The potato is the second most wasted food in the UK, behind bread. Photograph: Christopher Furlong/Getty Images
The potato is the second most wasted food in the UK, behind bread. Photograph: Christopher Furlong/Getty Images

Nearly half of all fresh potatoes thrown away daily by UK households

This article is more than 6 years old

Figures show nearly 6 million potatoes a day are wasted, at a cost of £230m a year

Nearly half of the edible fresh potatoes bought by UK householders each day are thrown away - 5.8 million of them per day, and at a “staggering” annual cost of £230m, figures show.

The humble spud is the second most wasted food in the UK, behind bread, according to campaign material released on Wednesday. The research was offered in support of a government campaign to encourage consumers to reduce their domestic food waste.

Half of us chuck potatoes in the bin because we don’t get round to them using in time, yet once wrinkly skins, green patches and “sprouts” are removed they are still edible, said Love Food Hate Waste, which is run by the government’s waste advisory body Wrap.

The UK churns out 10m tonnes of food waste a year – of which 7.3m tonnes come from households. The estimated retail value of this is £13bn, and Wrap calculates that a typical family wastes £700 of food a year.
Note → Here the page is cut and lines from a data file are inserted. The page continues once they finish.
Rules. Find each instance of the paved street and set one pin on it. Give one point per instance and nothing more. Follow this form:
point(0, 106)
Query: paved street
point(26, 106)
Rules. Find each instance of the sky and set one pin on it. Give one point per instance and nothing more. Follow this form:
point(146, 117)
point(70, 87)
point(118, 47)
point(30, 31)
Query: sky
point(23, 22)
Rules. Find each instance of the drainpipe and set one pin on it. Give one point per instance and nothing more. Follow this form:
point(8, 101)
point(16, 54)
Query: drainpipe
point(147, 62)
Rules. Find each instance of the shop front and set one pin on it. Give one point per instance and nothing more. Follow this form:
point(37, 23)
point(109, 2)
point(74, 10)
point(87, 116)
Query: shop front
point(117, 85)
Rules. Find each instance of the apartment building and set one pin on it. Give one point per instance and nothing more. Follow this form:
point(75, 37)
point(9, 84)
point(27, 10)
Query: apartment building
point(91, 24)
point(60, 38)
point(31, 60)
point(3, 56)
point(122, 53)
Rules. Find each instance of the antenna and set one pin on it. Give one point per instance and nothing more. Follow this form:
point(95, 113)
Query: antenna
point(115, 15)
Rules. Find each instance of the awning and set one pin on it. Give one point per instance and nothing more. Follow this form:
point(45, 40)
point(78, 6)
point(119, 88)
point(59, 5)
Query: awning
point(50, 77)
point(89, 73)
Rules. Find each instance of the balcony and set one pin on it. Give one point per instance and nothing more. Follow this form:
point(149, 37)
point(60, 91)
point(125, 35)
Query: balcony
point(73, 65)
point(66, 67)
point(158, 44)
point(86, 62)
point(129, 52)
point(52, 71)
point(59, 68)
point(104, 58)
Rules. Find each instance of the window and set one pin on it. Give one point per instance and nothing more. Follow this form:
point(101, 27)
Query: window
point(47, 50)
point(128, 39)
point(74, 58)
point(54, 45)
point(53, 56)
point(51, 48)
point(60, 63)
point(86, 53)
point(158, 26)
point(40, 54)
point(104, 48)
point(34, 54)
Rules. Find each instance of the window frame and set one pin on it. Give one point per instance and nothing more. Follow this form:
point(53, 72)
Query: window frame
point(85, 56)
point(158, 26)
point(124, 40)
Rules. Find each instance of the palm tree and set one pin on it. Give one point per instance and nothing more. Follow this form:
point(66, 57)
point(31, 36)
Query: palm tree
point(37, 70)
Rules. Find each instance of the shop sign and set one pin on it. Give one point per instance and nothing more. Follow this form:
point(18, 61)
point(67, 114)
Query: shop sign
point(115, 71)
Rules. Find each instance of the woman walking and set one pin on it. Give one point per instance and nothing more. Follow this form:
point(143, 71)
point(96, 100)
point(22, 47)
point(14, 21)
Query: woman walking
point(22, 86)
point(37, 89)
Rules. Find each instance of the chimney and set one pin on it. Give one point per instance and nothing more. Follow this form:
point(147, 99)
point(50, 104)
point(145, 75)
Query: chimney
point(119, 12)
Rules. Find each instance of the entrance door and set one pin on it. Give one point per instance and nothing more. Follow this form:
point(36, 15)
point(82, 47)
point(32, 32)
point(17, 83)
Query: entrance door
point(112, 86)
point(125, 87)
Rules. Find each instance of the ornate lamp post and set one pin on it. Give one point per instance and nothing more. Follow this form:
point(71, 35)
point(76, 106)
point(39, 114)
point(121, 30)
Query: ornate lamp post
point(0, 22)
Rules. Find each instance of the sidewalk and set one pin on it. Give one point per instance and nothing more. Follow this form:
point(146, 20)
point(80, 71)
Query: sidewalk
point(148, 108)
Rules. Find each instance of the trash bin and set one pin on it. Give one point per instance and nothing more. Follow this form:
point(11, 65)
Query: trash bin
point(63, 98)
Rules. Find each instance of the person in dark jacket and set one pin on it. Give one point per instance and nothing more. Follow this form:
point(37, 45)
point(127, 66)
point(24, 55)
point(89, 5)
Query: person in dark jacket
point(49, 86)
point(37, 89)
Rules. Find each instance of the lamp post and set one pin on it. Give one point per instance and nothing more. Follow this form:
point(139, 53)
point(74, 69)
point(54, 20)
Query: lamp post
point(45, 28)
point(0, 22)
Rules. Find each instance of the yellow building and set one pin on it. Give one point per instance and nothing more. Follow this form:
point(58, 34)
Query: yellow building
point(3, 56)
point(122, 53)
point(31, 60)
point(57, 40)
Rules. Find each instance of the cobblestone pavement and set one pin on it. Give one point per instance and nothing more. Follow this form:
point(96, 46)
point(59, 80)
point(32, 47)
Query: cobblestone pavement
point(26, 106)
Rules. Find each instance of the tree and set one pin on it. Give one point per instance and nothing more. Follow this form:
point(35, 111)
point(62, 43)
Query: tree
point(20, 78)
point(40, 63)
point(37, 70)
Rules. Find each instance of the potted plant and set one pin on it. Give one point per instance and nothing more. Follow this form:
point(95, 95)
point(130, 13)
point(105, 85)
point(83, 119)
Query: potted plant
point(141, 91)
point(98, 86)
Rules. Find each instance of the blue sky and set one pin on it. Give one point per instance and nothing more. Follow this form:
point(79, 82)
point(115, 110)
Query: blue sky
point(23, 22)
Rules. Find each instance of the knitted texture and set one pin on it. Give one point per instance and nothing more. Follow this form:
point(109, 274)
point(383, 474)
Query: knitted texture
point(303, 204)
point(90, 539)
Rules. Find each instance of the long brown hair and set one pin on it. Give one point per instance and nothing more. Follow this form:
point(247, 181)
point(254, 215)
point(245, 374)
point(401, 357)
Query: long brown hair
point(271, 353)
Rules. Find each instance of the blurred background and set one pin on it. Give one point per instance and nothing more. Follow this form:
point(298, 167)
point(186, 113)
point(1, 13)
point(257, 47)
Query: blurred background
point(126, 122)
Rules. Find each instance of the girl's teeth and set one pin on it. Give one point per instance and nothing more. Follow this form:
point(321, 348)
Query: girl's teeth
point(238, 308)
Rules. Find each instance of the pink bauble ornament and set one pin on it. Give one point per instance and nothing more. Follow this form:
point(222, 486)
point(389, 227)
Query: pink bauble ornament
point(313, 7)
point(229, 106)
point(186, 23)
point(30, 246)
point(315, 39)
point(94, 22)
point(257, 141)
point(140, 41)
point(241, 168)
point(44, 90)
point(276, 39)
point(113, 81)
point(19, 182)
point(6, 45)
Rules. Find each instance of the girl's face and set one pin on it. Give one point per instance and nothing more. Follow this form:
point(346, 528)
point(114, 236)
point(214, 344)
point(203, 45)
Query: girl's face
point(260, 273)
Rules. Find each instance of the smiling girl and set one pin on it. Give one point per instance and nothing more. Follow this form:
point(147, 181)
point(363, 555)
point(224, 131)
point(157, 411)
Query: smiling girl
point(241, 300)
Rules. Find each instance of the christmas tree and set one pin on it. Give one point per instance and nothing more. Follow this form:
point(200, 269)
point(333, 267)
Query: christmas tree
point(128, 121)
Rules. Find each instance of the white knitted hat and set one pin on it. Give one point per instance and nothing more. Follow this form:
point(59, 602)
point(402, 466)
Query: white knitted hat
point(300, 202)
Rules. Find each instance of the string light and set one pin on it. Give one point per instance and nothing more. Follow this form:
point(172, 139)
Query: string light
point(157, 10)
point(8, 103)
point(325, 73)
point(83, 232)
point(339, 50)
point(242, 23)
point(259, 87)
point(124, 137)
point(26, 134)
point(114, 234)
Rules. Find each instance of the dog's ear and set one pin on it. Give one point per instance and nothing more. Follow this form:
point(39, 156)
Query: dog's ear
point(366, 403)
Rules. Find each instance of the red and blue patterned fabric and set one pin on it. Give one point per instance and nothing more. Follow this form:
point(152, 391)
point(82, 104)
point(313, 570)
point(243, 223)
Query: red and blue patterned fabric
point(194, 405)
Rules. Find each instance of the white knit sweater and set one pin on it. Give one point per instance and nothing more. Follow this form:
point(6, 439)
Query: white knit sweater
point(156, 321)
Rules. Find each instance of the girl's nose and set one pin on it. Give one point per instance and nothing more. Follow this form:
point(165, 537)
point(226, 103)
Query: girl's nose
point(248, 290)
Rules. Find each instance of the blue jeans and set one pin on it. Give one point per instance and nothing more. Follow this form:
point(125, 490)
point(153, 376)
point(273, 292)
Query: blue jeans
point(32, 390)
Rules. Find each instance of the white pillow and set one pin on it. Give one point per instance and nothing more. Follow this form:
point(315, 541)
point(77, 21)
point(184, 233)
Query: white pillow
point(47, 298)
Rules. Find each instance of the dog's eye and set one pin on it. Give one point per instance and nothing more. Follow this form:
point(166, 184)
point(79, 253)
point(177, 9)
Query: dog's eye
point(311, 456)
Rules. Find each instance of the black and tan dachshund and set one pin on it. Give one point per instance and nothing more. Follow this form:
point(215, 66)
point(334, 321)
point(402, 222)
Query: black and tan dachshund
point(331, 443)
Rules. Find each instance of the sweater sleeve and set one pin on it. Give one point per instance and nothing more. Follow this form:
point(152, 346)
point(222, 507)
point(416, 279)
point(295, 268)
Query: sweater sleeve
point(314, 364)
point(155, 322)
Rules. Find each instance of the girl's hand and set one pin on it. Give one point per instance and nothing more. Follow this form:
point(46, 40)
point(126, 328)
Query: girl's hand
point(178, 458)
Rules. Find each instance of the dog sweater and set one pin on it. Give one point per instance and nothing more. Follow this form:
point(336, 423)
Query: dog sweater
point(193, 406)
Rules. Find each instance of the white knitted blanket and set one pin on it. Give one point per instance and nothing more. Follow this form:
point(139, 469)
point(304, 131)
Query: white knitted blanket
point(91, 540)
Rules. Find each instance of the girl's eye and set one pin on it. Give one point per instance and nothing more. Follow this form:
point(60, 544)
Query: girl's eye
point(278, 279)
Its new Save Our Spuds campaign aims to raise awareness of the vast scale of potato waste and its impact on the environment and our pockets, as well as offering top storage tips, potato rescue remedies and recipe suggestions to use up potatoes before they go bad and are inedible. Correct storage can keep potatoes fresher for longer, it said, giving more time to come up with meal ideas to use them.

Householders are advised to store their potatoes in a dark, cool, well-ventilated place to reduce sprouting - and ideally away from strong-smelling foods such as onions and garlic. They should stay in their original packaging, or be transferred to a cloth or natural fibre bag. If potatoes develop green patches, they are fine to eat when those bits have been cut off - and the same applies to those that have sprouted. If you have a surplus of spuds that you cannot use, you can par-boil and freeze them.

As part its £10m “waste less, save more” scheme to help households save money by cutting food waste, Sainsbury’s, the UK’s second largest supermarket last year launched new opaque packaging to prevent potatoes from turning green and developing a bitter taste.

Jane Skelton, Sainsbury’s head of packaging, said: “Last year we introduced new opaque packaging which is breathable, but prevents any light from reaching the potatoes, the most common culprit for ‘greening’.”

This article was amended on 10 November 2017. A figure supplied by Wrap was incorrect: the UK throws away 5.8m potatoes a day, not 2.7m as an earlier version said. The UK food waste figure of 15m tonnes a year, 7m of which comes from households, came from an earlier Wrap report. The most recent figures from Wrap are 10m tonnes a year, 7.3m of which comes from households. The estimated retail value of that UK household food waste has also been corrected, from £7.5bn to £13bn.